I loved this Dale. Thanks for sharing you and your bands talents. You inspire me to the 9th degree. CANADA loves the Lexington Lab Band.

I have been listening to your videos for about 3 years and you never fail to sound absolutely amazing. I have watched your lessons and have learned some songs from you. Thank you kindly for sharing your wealth of talents with a passionate guitar player such as me! <3


----------



## dale (Oct 9, 2016)

Greco - that's so much for the kind post sir & WOW thanks 4 sharing the link! That was crazy good - the guitarist is amazing. Thanks again! 

Lola - really appreciate you taking time to give this a listen! Please know how much you post is appreciated- so glad we can share music & in a perfect world we'd be able to sit & play together - I'm hoping that one day we will!


----------



## leftysg (Mar 29, 2008)

Great tune...hoping for the tutorial on this one. I find Foreigner guitar essential to their music but often subtle which must make the rhythm work challenging. Your choice has me in a Foreigner listening groove and I've been enjoying the unplugged version of some of their tunes as well. Thanks for the band choice and inspiring play.


----------



## dale (Oct 9, 2016)

i do have a tutorial for this one coming - i'll post here today or tomorrow under Theory & Technique. Thanks for sharing your time to post and check out the video!


----------



## Lola (Nov 16, 2014)

Thanks Dale! Anticipation! lol


----------



## ZeroGravity (Mar 25, 2016)

Hey Dale, if you take requests, I'd love to see a Breakdown tutorial!


----------



## Bubb (Jan 16, 2008)

Another home run !


----------



## dale (Oct 9, 2016)

thanks for the kind posts and for giving this a listen!

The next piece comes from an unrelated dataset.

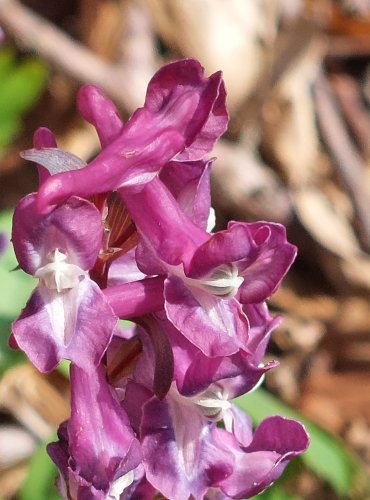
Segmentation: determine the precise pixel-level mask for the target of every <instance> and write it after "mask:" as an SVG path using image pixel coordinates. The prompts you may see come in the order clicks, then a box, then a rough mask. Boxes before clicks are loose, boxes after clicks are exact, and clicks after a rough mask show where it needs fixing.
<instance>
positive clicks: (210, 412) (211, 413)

ZeroGravity - if you want a break down of this tune i'm glad to say i have it - i've posted it on the Theory and Technique heading here. Here's a link -https://www.youtube.com/watch?v=4JTj894h5PY


----------



## ZeroGravity (Mar 25, 2016)

Thanks Dale, I'll look at it. I was looking for Breakdown by Tom Petty. As a relatively new player, I may have been working backwards to how a lot of people do it. I am learning lots of playing techniques rather than learning songs and I think at this point I should try learning one completely.


----------



## dale (Oct 9, 2016)

oh sorry! i wondered if that was it...sorry. Okay here is a link to the performance - 



.

Here is the tutorial - let me know if you have any questions or it's confusing.


----------



## ZeroGravity (Mar 25, 2016)

Awesome, thanks. I can see spending a good part of the day on this since it is currently -18C/1F here today


----------



## dale (Oct 9, 2016)

hope you enjoy working it up!


----------



## epi 'sildo (Jan 7, 2017)

awesome band. looked up the website. thats quite a collaboration you got going. very cool.


----------



## SaucyJack (Mar 8, 2017)

Loved it! Great job!


----------



## dale (Oct 9, 2016)

please know we do appreciate your taking your time to check out some of the stuff - thanks also for the kind post, dale.


----------